Although the sightings are now long over, the excitement of generated by these events can still be felt by one who reads through the numerous records of the sightings, records compiled by the GBRT, and especially by one who listens to the hours of videotape made during the sightings. Hearing the various witnesses commenting and yelling to each other brings back a freshness that goes far beyond the "stale history" of most UFO sightings. I can still think back to my own sighting and my initial reactions. But to completely relive it I turn on the video machine and watch and listen and return once again to the excitement of yesteryear, when, on September 16, 1991 at precisely 1 Hour, 33 Minutes Coordinated Universal Time (Universal...does that mean THEY use it too?) or 8:33 PM Central Daylight Time...
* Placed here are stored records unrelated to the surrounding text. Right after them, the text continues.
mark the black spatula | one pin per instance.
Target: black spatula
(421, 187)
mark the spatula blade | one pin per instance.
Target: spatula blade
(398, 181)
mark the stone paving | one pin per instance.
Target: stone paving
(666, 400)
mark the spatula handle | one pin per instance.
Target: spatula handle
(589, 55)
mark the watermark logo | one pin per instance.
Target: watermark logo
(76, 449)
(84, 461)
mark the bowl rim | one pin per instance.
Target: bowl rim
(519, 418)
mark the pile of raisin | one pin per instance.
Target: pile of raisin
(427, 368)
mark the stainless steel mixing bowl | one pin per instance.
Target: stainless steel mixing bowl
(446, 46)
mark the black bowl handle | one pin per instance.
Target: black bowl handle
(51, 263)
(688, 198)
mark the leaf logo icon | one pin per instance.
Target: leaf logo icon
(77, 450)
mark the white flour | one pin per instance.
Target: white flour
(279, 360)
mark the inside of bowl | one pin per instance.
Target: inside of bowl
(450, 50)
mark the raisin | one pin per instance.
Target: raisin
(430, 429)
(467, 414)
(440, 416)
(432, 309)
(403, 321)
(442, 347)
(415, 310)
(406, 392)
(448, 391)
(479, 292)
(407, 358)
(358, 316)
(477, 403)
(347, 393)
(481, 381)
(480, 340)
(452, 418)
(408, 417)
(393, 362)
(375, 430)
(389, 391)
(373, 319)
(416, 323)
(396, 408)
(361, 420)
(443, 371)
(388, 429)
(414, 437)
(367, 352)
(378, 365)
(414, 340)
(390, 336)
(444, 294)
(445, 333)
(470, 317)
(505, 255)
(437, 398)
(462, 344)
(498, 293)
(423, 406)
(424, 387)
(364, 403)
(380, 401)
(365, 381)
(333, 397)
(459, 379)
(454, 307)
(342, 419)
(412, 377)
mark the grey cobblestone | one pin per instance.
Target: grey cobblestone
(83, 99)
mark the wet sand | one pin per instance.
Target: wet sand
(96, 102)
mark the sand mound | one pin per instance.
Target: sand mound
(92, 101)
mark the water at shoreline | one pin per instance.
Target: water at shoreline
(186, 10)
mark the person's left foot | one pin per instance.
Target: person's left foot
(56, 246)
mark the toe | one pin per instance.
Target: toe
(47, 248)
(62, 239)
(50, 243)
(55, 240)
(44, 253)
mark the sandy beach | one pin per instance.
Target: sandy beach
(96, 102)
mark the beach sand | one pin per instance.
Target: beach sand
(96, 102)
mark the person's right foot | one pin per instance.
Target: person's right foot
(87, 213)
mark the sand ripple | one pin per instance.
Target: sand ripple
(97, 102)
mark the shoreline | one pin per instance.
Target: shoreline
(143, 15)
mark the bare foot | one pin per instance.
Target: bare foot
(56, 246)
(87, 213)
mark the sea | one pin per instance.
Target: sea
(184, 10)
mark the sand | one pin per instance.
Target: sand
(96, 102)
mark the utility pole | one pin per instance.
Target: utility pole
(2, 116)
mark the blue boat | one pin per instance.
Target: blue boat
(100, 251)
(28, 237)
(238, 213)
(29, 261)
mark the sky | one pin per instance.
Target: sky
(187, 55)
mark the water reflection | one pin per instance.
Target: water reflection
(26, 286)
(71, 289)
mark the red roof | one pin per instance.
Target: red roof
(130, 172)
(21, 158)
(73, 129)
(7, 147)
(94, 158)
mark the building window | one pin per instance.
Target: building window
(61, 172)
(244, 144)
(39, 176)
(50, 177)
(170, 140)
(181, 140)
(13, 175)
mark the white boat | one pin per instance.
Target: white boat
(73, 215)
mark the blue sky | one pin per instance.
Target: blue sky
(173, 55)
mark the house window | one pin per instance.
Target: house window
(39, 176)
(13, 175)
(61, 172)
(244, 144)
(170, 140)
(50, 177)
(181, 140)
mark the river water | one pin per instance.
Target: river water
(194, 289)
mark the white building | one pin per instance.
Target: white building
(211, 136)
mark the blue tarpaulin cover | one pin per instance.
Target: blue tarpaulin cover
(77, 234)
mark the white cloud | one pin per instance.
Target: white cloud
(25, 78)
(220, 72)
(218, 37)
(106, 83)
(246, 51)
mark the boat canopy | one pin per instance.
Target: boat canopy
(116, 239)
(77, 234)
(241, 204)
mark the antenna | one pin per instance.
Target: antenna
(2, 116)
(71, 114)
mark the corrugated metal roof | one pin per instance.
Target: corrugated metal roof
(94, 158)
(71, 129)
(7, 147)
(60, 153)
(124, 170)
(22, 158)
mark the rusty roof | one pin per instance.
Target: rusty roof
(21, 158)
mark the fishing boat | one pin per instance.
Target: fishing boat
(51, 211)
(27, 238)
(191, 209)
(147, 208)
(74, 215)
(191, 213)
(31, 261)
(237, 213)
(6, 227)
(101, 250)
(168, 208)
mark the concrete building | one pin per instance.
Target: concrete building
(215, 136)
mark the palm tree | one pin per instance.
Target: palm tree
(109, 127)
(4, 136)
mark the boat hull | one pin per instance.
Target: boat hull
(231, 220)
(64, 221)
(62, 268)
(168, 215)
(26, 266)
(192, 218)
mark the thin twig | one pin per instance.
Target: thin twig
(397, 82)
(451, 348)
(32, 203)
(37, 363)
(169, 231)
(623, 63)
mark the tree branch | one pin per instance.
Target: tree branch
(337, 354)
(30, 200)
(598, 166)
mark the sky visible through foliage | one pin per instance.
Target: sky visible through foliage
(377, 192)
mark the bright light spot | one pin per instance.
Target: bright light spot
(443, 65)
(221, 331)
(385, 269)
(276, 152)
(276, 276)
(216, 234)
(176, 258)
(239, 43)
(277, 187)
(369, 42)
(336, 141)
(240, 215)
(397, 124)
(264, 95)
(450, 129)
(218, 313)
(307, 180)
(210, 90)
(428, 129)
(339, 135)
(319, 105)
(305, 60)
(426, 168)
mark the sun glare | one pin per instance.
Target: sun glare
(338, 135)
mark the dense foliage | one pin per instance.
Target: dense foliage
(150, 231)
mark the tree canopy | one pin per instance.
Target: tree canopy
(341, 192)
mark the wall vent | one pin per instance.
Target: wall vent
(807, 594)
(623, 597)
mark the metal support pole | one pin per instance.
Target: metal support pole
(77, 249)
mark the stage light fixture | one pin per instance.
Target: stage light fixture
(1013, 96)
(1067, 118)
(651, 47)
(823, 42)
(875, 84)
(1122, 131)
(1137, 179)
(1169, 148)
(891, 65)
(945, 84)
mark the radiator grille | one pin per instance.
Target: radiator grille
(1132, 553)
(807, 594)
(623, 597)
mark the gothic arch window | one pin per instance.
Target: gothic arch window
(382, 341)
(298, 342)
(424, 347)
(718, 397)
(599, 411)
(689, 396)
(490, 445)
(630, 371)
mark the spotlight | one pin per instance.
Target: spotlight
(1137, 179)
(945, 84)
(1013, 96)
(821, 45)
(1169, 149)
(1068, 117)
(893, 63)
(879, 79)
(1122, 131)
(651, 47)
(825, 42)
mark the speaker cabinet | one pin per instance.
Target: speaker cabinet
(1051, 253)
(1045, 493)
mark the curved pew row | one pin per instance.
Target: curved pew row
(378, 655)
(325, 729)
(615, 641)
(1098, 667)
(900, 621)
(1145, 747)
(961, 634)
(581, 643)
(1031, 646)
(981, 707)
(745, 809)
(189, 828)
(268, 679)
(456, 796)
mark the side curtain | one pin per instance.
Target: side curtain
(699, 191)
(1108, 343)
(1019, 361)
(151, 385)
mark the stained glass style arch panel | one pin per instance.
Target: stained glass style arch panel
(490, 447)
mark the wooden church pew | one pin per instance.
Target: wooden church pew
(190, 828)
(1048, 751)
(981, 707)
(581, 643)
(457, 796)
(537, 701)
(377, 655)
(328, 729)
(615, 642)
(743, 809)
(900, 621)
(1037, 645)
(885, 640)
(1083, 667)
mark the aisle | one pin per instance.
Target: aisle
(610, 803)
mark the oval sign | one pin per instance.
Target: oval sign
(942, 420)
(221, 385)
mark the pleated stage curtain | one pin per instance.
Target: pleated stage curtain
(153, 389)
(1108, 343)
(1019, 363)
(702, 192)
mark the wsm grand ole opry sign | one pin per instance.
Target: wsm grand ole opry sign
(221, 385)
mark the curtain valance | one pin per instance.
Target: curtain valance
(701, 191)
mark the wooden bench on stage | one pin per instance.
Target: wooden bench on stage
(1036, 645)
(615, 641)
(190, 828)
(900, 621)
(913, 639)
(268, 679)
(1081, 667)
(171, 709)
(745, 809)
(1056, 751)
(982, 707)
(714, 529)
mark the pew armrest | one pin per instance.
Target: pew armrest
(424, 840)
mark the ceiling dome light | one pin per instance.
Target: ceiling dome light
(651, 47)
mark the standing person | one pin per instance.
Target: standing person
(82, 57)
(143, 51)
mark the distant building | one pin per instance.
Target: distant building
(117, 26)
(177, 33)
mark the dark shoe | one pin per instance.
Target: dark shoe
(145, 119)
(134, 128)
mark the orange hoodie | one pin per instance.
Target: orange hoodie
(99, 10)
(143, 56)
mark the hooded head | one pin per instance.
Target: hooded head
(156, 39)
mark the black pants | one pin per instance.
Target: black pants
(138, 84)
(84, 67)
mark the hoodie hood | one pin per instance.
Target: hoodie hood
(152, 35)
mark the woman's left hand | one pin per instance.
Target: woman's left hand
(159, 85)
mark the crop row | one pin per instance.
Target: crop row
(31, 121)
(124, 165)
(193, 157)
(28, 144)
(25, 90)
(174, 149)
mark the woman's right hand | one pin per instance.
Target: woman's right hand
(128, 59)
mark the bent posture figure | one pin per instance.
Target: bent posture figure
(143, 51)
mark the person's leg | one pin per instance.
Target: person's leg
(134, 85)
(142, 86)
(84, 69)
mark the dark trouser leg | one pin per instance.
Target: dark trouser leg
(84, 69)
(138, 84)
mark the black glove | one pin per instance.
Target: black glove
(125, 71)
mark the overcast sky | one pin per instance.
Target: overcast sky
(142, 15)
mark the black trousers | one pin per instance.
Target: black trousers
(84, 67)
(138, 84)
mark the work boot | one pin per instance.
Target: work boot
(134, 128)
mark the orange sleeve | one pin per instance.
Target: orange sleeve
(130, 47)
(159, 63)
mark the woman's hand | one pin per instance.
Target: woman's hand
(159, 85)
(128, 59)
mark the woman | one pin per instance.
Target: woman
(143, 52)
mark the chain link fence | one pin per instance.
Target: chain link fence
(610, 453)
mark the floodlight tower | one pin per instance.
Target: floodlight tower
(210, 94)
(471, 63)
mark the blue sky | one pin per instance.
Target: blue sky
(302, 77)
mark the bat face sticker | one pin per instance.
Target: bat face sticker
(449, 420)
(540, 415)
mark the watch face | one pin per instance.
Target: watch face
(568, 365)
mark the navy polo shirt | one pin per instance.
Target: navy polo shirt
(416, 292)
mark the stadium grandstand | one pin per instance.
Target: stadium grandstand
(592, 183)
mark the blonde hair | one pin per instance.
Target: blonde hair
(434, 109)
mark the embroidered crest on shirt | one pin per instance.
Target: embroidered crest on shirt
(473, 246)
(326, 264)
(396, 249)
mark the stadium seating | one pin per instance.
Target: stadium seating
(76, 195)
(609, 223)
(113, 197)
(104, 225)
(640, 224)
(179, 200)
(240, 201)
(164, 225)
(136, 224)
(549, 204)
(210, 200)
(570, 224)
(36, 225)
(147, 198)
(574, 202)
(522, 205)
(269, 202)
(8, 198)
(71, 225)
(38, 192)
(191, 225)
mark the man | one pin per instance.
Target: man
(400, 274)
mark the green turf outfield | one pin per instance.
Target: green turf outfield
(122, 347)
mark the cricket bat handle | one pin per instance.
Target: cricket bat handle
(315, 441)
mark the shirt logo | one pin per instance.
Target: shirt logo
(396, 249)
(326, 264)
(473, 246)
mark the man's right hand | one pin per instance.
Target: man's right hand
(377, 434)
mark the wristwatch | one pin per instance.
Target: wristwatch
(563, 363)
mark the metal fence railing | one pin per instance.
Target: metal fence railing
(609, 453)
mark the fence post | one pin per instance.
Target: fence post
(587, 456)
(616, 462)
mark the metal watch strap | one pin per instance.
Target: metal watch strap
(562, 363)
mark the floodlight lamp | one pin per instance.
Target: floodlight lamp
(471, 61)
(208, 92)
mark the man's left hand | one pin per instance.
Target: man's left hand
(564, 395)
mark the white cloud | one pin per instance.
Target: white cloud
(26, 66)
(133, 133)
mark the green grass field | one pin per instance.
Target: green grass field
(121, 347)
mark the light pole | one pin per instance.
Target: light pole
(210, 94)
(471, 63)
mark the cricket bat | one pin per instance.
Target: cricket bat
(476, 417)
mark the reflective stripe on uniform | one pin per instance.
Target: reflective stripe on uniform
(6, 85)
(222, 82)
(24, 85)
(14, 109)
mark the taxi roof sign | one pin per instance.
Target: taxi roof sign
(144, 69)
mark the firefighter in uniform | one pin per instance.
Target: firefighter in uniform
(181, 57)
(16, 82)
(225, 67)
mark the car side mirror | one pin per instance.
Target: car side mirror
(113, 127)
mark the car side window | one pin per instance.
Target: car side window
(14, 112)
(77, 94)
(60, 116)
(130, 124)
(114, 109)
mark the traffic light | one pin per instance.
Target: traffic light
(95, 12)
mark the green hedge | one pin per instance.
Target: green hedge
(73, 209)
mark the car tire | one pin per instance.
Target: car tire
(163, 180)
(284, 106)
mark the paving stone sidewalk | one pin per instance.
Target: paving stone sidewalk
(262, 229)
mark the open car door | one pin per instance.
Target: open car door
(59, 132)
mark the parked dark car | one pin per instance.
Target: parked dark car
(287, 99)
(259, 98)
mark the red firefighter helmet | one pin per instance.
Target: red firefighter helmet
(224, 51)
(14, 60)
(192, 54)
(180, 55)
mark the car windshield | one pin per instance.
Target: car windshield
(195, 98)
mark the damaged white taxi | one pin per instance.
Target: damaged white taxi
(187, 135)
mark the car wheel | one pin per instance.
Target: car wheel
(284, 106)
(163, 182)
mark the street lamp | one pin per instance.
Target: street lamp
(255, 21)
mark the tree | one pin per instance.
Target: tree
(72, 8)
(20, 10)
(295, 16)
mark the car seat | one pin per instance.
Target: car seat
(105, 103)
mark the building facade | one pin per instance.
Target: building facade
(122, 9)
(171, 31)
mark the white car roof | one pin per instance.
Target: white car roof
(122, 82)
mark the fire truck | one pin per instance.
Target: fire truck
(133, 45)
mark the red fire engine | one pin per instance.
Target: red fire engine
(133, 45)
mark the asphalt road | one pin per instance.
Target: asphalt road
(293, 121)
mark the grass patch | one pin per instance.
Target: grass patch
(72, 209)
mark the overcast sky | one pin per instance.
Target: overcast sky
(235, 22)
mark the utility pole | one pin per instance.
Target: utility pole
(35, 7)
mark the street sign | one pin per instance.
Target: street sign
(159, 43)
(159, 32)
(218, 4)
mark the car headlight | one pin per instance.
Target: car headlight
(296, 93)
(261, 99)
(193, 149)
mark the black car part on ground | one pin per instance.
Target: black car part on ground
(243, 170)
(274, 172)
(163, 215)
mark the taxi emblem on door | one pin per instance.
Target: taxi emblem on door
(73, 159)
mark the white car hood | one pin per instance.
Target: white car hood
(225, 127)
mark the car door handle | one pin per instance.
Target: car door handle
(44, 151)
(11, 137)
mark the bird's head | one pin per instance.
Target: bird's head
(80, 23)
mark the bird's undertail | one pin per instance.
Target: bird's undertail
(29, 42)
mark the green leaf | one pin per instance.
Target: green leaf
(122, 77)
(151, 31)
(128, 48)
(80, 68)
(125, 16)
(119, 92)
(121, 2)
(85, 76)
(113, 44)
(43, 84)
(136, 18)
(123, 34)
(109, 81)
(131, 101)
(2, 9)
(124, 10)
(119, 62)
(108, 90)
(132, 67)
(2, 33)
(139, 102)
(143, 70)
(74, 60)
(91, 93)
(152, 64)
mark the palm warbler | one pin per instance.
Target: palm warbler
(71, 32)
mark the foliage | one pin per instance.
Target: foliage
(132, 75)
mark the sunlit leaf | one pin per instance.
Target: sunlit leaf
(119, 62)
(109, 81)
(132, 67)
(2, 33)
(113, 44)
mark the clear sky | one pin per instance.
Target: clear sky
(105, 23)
Man: LOOK, THERE IT IS! Woman: THERE IT IS Man: THERE IT IS Man: MY GOD! IT'S A RING. Another Man: OH, WOW! LOOK AT THAT RING! Woman: ITS A RING! OH, GOD, YES!! Me: Yup. It's got points..I see points of light! Ed Walters: HEY! SOMEBODY SIGHT THROUGH THAT OTHER INSTRUMENT DOWN THERE! (This is a reference to the elemuth scope.) Other voices, noise, etc., seconds go by.... Me: I'm counting the points of light..1, 2, 3, 4, 5, 6, 7, 8.. Ed Walters: LOOK AT THAT RING! IS THAT BEAUTIFUL? Man: IT'S MOVING OVERHEAD! Another Man: COMING OVER!! Other voices, noise Me: (60 seconds into the sighting) We're seeing the ring at an angular altitude of about 45 degrees or maybe a little bit less. (the ring fades out) Woman: YES! WE DID IT!!! Me: (Thinking about it afterward) No, we didn't do it. THEY did. But who are they? And why did they do it? Will we ever know?